In February 2014 President Napolitano replaced the Letta government with Renzi who he regarded as more capable and more likely to succeed, a strong ‘decisionist’ character, a modern populist Berlusconi style leadership with a wider popular base and political connections. His initial attempt at constitutional reform was cancelled by the constitutional court before the proposal which were put to the latest referendum.
This reform was very heavily and widely contested among the people, politicians, intellectuals, jurists, grass roots movements, media and social media. The reasons for this radical confrontation are many and complex to analyse, a cocktail involving Italy’s republican and democratic history, fears of authoritarian government and perceptions of the EU. The most contentious issues at stake were the following.

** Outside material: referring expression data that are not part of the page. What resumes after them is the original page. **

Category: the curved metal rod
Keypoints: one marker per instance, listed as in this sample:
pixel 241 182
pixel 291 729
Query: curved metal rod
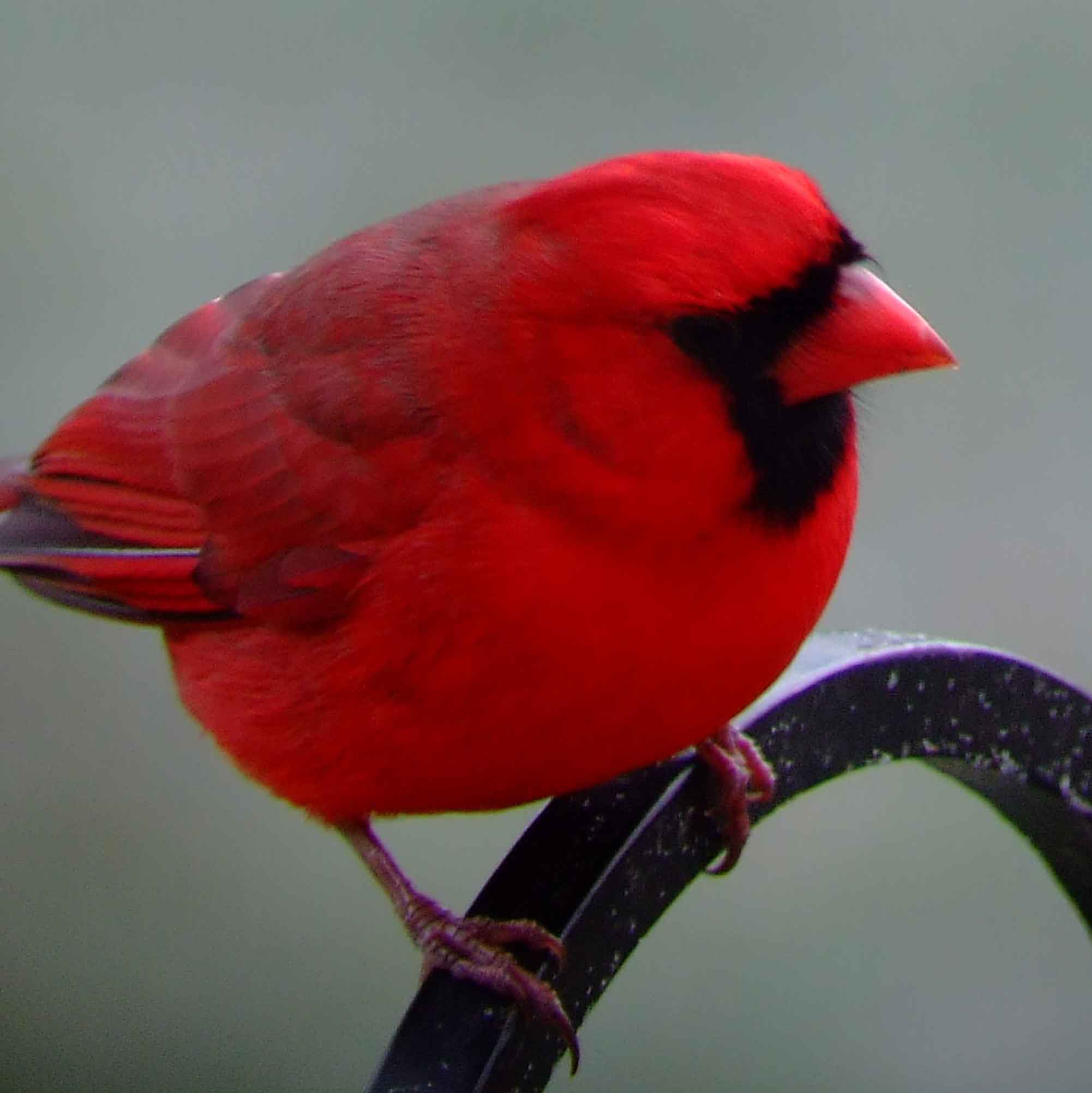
pixel 599 868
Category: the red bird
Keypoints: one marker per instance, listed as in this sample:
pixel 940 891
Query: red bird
pixel 493 501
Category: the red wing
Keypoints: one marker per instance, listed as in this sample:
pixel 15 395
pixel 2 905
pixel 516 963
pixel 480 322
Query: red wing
pixel 231 468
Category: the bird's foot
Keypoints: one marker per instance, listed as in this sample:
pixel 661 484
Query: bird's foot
pixel 744 779
pixel 472 948
pixel 475 949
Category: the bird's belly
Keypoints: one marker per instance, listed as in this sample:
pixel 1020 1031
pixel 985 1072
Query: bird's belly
pixel 499 678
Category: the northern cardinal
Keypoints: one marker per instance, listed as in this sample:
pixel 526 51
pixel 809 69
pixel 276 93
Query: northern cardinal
pixel 493 501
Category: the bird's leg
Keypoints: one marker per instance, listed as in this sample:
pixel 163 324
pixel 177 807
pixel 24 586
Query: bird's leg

Promotion by government not parliament: The government had taken upon itself the leading role in drafting, promoting and driving reform.
Binary choice: The title of the reform and the ‘yes’ or ‘no’ vote became an issue and was considered by its opponents to be misleading and biased.
Reduction in Senators: The senate was to be reduced from 315 to 100, not directly elected by the people but by regional councils.
Complexity and impracticality: This reform was criticised as it introduced different procedures to pass a bill, with considerable complications, confusion and overlapping of competences.
Election of president, constitutional court and self-governing council of the judiciary: Opponents objected to the change in the election procedures.
Super-majority: The reform was also criticised because the party winning the elections granted a supermajority premium – would be able to substantially elect by itself the president.
Relationship between government and parliament: The government could request parliament to examine and vote on a bill within five days of its submission.
Relationship between the central stage, regions and local entities: The relationship between the central state, regions and other local entities was to be greatly transformed, shifting more power to the centre.
The referendum has left a country more divided than it has been in the last 20, 30 or 70 years.
The second, decisive, blow to Renzi and his ‘1,000 days’ (the length of his government) political project of reforms came on 25th January, with the constitutional court’s decision to declare the super-majority reform unconstitutional.
The net result of this and related decisions of the constitutional court is the prospect of total instability and a further fragmentation of the political forces. The return to the future of a First Republic, with its compromises, negotiations and apportionment of power seems therefore a likely outcome. The disintegration of the system has already begun with the split inside the PD, where the left has left and created a new political movement called “Article 1”, to recall the first article of the Constitution which reads, “Italy is a democratic Republic, founded on labour”. 2017 will be an interesting year indeed.